—Distributed by the Houston Association of REALTORS®
Buying or selling a home can become complicated in this already high-pressure market that we are experiencing. Even other expensive items like cars or boats don’t present you with the level of complexity you will experience during most home sales.
One part of the contract that’s designed to help make the process easier is what is known as the option period. The option provision is contained in all Texas Real Estate Commission (TREC) residential contracts. On the new-home and resale contracts, it’s called the termination option, and you can find it in paragraph 23.
Buyers pay for a chance to say “no thanks”
During the option period, a buyer may terminate the contract for any reason and get his or her earnest money back. Most buyers use the option period to evaluate the condition of the property and otherwise determine if they want to proceed with the transaction, but that first point is worth repeating: It doesn’t matter what the buyer’s grounds are for terminating the contract. In fact, the buyer doesn’t even have to give a reason as long as he gives notice of termination within the specified time. If the buyer does not give notification during the option period, the transaction moves ahead and the option fee is either credited to the sales price at closing or not, as negotiated in the original contract.
What’s in it for sellers?
The termination option sounds pretty attractive to buyers, but what about seller? Sellers do not have the ability to terminate the contract during the option period – they are obligated to sell to the buyer under the terms of the contract (unless the buyer terminates), but the termination option does provide benefits to the seller.
First, sellers receive a fee in exchange for the buyer receiving his right to terminate.
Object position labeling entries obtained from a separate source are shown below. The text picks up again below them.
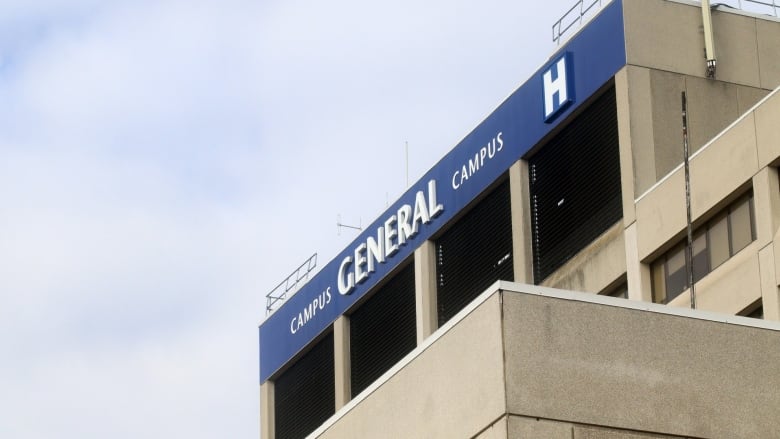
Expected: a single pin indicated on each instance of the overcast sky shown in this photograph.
(164, 164)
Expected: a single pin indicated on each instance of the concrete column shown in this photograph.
(520, 197)
(624, 142)
(638, 276)
(770, 294)
(425, 290)
(766, 198)
(341, 361)
(267, 427)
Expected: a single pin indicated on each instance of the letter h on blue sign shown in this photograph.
(558, 87)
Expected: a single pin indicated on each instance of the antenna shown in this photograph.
(407, 163)
(689, 264)
(709, 40)
(340, 225)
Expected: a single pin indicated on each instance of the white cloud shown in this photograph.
(165, 163)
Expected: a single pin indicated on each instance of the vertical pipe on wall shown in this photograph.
(689, 248)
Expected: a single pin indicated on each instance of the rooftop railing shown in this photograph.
(584, 9)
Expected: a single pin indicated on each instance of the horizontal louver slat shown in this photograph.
(305, 394)
(383, 329)
(575, 186)
(475, 252)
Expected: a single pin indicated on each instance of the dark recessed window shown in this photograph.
(575, 186)
(724, 236)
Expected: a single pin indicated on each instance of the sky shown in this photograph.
(164, 164)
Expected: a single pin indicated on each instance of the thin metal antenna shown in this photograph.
(407, 164)
(689, 249)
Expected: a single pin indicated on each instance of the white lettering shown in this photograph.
(360, 260)
(397, 231)
(376, 249)
(390, 247)
(420, 212)
(553, 87)
(405, 229)
(346, 281)
(433, 205)
(474, 164)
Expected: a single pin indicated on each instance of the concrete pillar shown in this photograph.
(766, 198)
(770, 294)
(267, 427)
(520, 197)
(341, 361)
(638, 276)
(425, 290)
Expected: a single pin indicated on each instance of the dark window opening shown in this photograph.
(383, 329)
(575, 186)
(474, 253)
(305, 394)
(713, 244)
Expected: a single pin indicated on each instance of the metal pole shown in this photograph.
(407, 164)
(689, 247)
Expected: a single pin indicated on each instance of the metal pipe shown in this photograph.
(689, 248)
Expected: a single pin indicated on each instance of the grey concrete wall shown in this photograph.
(454, 388)
(667, 35)
(623, 368)
(665, 55)
(596, 267)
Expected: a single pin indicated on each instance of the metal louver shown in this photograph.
(575, 186)
(475, 252)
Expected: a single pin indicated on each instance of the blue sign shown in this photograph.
(558, 87)
(507, 134)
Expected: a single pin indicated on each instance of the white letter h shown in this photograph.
(552, 87)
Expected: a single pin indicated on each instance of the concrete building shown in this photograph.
(463, 311)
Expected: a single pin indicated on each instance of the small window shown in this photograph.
(754, 311)
(676, 278)
(741, 226)
(725, 235)
(701, 263)
(719, 240)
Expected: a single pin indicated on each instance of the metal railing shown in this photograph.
(280, 293)
(757, 6)
(573, 16)
(577, 13)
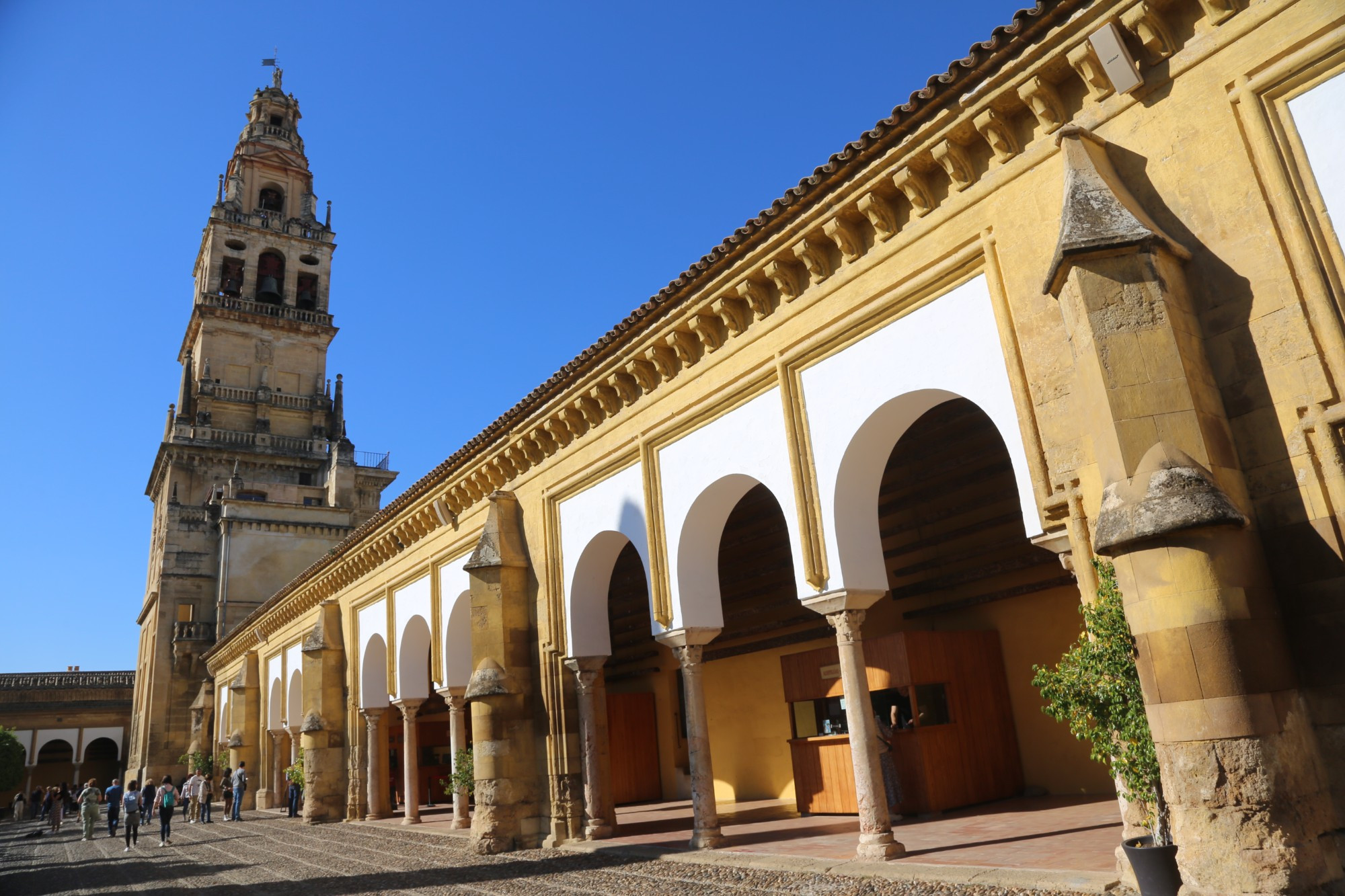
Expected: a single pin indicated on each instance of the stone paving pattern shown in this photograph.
(271, 856)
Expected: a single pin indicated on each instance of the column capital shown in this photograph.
(832, 602)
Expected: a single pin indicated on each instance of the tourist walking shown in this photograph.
(57, 810)
(227, 788)
(295, 795)
(131, 809)
(114, 798)
(147, 803)
(240, 788)
(208, 792)
(167, 799)
(89, 799)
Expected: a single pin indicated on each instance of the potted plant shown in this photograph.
(1096, 690)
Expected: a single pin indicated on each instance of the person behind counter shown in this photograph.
(891, 783)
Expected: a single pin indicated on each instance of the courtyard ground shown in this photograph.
(268, 854)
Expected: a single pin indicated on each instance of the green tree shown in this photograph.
(1096, 690)
(11, 759)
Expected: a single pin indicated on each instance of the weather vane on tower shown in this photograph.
(278, 73)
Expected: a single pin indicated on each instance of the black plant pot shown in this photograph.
(1156, 866)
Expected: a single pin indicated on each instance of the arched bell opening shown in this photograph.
(271, 278)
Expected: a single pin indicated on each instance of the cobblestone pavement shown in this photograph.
(272, 856)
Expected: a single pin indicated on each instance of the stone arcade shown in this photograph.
(1044, 311)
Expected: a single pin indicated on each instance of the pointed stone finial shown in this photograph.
(1100, 213)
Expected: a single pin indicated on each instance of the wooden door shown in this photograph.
(634, 748)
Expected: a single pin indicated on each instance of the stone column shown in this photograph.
(373, 780)
(457, 700)
(845, 611)
(688, 645)
(1242, 772)
(588, 670)
(411, 758)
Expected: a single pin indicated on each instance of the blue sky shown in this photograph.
(508, 182)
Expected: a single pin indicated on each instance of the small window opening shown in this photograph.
(307, 292)
(232, 278)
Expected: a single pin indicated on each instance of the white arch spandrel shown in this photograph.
(455, 623)
(863, 399)
(373, 654)
(597, 525)
(412, 611)
(708, 471)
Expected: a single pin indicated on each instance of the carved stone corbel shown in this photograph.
(917, 192)
(997, 131)
(956, 163)
(787, 278)
(847, 236)
(816, 257)
(1086, 64)
(880, 214)
(758, 296)
(1151, 30)
(1044, 103)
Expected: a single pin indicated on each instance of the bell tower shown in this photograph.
(255, 478)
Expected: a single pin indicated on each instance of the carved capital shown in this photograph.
(880, 214)
(787, 278)
(1086, 64)
(1044, 103)
(816, 257)
(848, 624)
(917, 192)
(996, 130)
(956, 163)
(1151, 30)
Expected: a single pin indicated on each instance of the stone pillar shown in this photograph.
(373, 780)
(845, 611)
(457, 700)
(588, 671)
(245, 725)
(1242, 772)
(688, 645)
(512, 788)
(411, 758)
(322, 731)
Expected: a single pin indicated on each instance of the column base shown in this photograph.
(598, 829)
(879, 848)
(708, 838)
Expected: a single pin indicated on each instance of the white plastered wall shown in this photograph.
(455, 633)
(704, 475)
(863, 399)
(373, 665)
(595, 528)
(114, 733)
(412, 611)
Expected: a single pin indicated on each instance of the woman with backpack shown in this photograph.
(89, 807)
(227, 787)
(131, 810)
(167, 801)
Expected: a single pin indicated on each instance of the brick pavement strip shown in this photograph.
(274, 856)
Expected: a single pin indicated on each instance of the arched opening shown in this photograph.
(763, 619)
(271, 200)
(56, 764)
(972, 604)
(103, 760)
(271, 278)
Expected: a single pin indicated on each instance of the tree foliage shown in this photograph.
(1096, 690)
(11, 759)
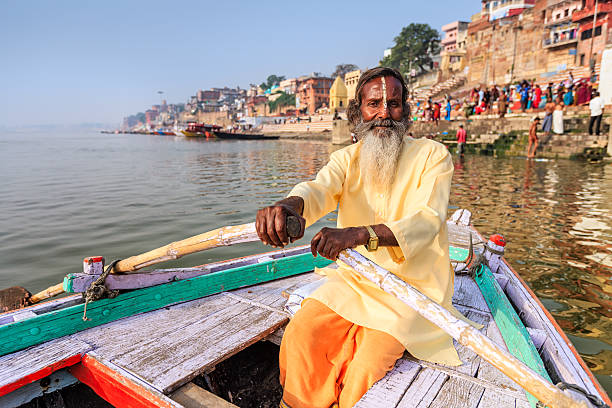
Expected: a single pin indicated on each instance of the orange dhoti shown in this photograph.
(327, 360)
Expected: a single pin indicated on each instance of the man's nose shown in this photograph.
(383, 113)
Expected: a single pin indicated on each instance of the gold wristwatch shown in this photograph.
(372, 241)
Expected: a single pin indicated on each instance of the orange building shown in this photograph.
(593, 40)
(313, 93)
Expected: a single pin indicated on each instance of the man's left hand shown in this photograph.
(330, 241)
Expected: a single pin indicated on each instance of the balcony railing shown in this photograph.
(550, 43)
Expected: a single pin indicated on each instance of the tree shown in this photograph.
(416, 43)
(342, 69)
(271, 81)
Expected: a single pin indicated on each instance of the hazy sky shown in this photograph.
(71, 62)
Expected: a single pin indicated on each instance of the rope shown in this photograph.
(98, 290)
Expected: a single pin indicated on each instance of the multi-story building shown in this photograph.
(451, 35)
(496, 9)
(592, 40)
(313, 93)
(151, 116)
(453, 46)
(289, 86)
(560, 38)
(208, 96)
(350, 81)
(338, 97)
(504, 42)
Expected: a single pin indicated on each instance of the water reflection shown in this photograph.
(69, 196)
(557, 218)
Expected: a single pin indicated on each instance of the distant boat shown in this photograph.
(200, 130)
(242, 136)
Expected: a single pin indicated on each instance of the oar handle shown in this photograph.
(461, 331)
(47, 293)
(220, 237)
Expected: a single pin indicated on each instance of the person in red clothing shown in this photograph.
(461, 139)
(537, 97)
(437, 113)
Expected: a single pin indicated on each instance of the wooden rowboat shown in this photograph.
(193, 325)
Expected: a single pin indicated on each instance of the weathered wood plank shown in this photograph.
(24, 367)
(119, 386)
(168, 362)
(389, 390)
(18, 335)
(423, 389)
(458, 393)
(192, 396)
(493, 398)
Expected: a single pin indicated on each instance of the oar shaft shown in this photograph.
(47, 293)
(213, 239)
(461, 331)
(220, 237)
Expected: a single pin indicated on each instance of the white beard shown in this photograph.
(378, 159)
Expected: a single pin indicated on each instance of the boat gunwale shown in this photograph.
(563, 340)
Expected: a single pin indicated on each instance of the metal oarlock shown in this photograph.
(93, 265)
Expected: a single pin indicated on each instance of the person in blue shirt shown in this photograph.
(524, 96)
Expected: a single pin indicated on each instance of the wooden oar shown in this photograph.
(461, 331)
(18, 297)
(223, 236)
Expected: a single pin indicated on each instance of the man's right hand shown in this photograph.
(271, 221)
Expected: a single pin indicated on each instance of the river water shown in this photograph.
(64, 196)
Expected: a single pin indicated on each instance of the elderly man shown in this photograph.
(392, 194)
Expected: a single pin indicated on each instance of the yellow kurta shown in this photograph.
(415, 211)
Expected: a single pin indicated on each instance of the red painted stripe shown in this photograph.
(114, 387)
(604, 396)
(30, 378)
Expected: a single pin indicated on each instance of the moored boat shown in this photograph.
(200, 130)
(155, 358)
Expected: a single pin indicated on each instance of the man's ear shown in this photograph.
(353, 114)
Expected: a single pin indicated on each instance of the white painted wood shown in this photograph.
(538, 336)
(174, 359)
(458, 393)
(15, 366)
(559, 360)
(460, 330)
(192, 396)
(56, 381)
(423, 389)
(135, 379)
(388, 391)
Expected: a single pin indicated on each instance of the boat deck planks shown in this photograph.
(168, 347)
(442, 386)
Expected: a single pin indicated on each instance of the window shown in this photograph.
(586, 34)
(597, 31)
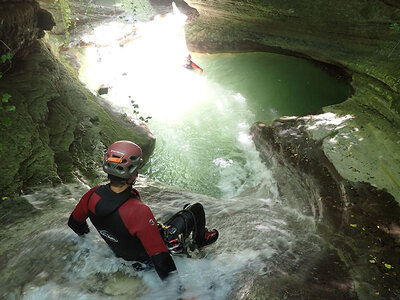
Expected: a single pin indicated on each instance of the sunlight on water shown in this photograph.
(198, 123)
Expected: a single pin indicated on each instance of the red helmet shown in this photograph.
(122, 159)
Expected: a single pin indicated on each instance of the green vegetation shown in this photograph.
(395, 27)
(5, 108)
(137, 114)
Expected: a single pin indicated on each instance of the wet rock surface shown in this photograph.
(358, 222)
(58, 129)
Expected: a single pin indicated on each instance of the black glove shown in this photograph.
(78, 228)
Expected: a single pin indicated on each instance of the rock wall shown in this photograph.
(359, 36)
(358, 222)
(58, 129)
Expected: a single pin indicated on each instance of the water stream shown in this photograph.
(203, 145)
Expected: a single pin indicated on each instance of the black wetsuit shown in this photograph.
(128, 226)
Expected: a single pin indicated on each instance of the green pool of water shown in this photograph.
(207, 148)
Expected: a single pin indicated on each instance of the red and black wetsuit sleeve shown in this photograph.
(194, 66)
(77, 220)
(145, 228)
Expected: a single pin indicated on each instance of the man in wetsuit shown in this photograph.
(189, 64)
(127, 225)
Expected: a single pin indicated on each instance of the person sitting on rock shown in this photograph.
(189, 64)
(128, 225)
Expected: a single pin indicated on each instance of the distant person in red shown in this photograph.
(189, 64)
(128, 225)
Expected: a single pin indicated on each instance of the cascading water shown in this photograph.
(203, 145)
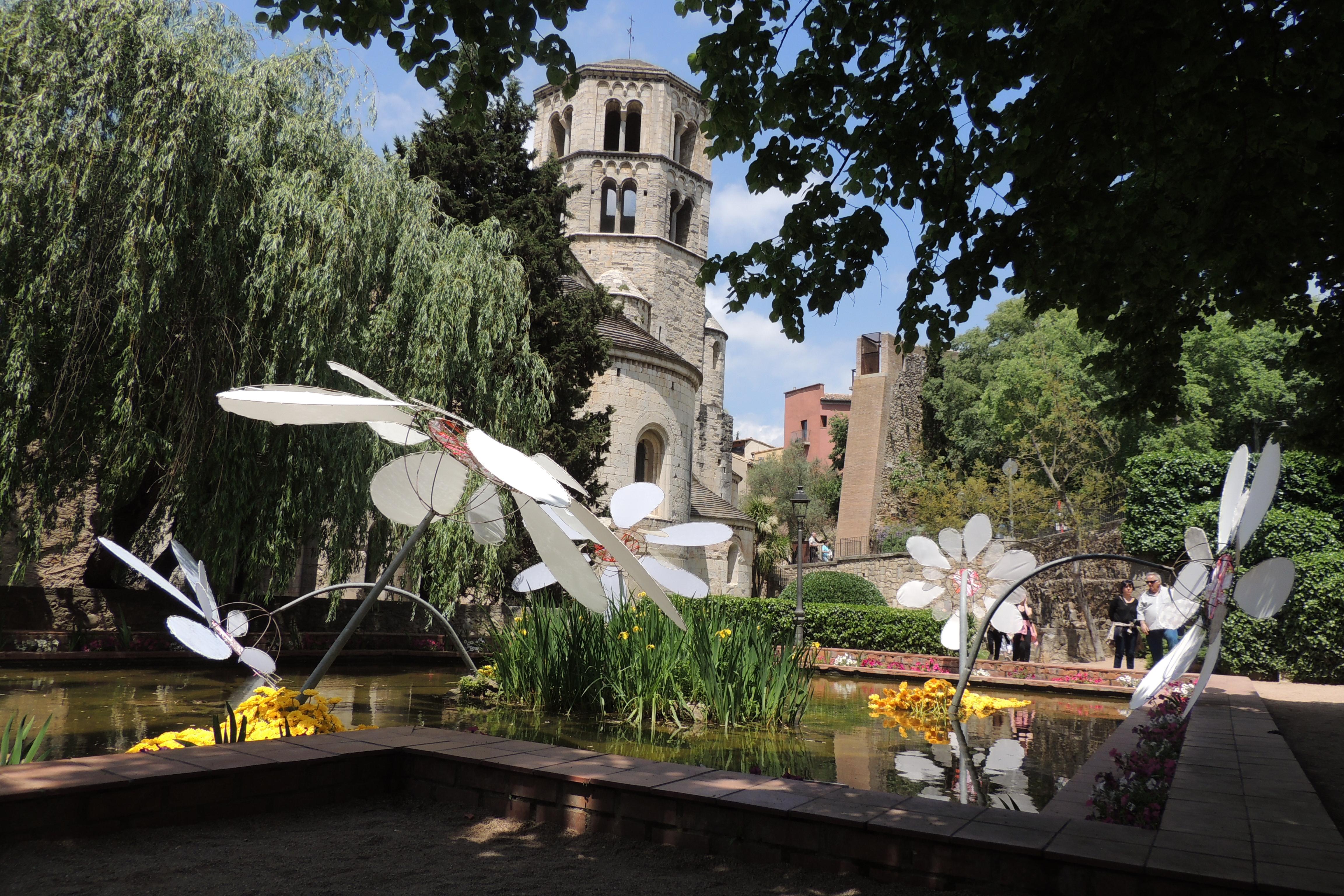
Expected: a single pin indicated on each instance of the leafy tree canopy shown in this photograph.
(484, 170)
(1144, 166)
(182, 218)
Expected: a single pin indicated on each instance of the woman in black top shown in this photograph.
(1124, 615)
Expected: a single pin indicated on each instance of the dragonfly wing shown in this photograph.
(198, 639)
(143, 569)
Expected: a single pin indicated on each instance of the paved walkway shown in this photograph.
(1311, 718)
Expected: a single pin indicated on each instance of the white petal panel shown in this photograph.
(143, 569)
(1233, 487)
(1263, 592)
(1014, 566)
(951, 543)
(918, 594)
(693, 535)
(565, 562)
(634, 503)
(363, 381)
(517, 469)
(1261, 496)
(409, 487)
(237, 624)
(307, 405)
(927, 553)
(486, 516)
(260, 662)
(560, 473)
(572, 528)
(677, 581)
(976, 535)
(1007, 618)
(951, 636)
(534, 578)
(397, 433)
(1190, 586)
(198, 639)
(624, 559)
(1197, 546)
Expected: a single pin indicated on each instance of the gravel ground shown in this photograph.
(1312, 720)
(394, 846)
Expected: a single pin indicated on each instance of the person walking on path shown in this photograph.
(1124, 622)
(1159, 617)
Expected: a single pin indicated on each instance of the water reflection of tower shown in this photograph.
(1022, 720)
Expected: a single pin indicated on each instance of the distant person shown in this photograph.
(1022, 641)
(1159, 617)
(1124, 622)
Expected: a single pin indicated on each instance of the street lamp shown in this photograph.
(800, 511)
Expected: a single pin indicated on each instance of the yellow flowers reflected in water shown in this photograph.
(925, 710)
(267, 713)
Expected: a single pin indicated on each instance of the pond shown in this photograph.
(1022, 757)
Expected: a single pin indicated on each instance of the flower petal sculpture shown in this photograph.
(1261, 593)
(429, 484)
(982, 577)
(629, 507)
(218, 639)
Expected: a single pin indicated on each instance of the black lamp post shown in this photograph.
(800, 510)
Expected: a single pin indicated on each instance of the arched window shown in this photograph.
(687, 151)
(673, 206)
(628, 191)
(634, 113)
(612, 132)
(557, 135)
(609, 214)
(648, 459)
(683, 223)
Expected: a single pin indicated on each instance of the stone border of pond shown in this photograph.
(1011, 675)
(1238, 819)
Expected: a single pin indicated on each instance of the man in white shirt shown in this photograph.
(1161, 617)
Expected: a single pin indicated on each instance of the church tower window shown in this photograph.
(608, 223)
(628, 191)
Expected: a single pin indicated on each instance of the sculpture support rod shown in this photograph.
(955, 710)
(343, 639)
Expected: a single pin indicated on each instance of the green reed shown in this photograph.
(725, 668)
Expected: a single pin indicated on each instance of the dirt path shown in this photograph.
(400, 847)
(1312, 720)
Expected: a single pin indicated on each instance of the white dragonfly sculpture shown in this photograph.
(629, 507)
(1261, 593)
(218, 639)
(429, 484)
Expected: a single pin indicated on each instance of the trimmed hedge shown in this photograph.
(830, 586)
(1306, 641)
(847, 625)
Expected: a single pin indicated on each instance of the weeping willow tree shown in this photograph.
(179, 217)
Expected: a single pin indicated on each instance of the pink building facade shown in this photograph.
(807, 418)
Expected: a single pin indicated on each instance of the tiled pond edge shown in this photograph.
(753, 819)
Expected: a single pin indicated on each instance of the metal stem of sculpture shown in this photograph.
(435, 612)
(980, 633)
(384, 581)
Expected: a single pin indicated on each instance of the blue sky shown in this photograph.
(761, 363)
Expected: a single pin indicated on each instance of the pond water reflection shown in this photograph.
(1022, 757)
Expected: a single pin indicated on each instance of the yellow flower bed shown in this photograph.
(267, 713)
(927, 708)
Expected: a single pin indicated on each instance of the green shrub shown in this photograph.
(828, 586)
(1306, 641)
(847, 625)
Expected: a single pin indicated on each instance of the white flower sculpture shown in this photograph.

The amount is whatever the buyer and seller negotiated in the original contract. Perhaps more importantly, the option gives the seller peace of mind that the buyer is happy to be purchasing the home. Think about it. Who would you rather sell your home to – someone who is bitterly disappointed that he or she ever agreed to buy your home, or a buyer who is excited to purchase your house and is satisfied with the condition of the property? The truth is that if the buyer terminates the contract during the option period, you most likely got out of a transaction that would have caused you headaches at the least – possibly even a trip to the courtroom.
Lest sellers think that the option period creates a free-for-all for buyers to make offers left and right on properties they are not serious about, consider this: Only about one in 10 transactions don’t make it past the option period, according to the National Association of REALTOR®.
What does it cost and what’s involved?
The termination option is not a required element of a contract offer to purchase a home. However, most buyers do make the option part of their offer. The amount of the fee and the number of days of the option are both negotiable parts of the contract. Your Realtor can help you decide what is reasonable and necessary given the circumstances of your situation. As a buyer, you will want to make sure the option fee is an amount you are comfortable paying should you decide to terminate the contract. You also want to be certain you allow yourself enough time to conduct inspections of the house and address any concerns you have about the property.
While most sellers want to keep the option period as short as possible, negotiating hard for an extremely brief option period may work against you. If a buyer feels pressured and cannot get the information needed within the timeframe allowed, he or she may feel her best course of action is termination of the contract.
Buyers can do their part by scheduling inspections at the beginning of the option period. You’ll want to allow enough time to ask the inspector questions, schedule follow-up inspections with other experts if recommended, and conduct any other due diligence you need to feel comfortable with your decision to purchase the home. Sometimes, an inspection will reveal conditions that lead to additional negotiations between the buyer and seller. A buyer will want this to happen during the option period, so they still have the right to terminate if they choose.
Even though there’s an option on the property, sellers can continue to market the house and accept backup offers. This gives sellers who choose to accept backup offers a measure of protection in case something does fall through.
No matter which side of the transaction you are on, the option period can give you additional confidence that the entire process of buying or selling a home will work smoothly for you.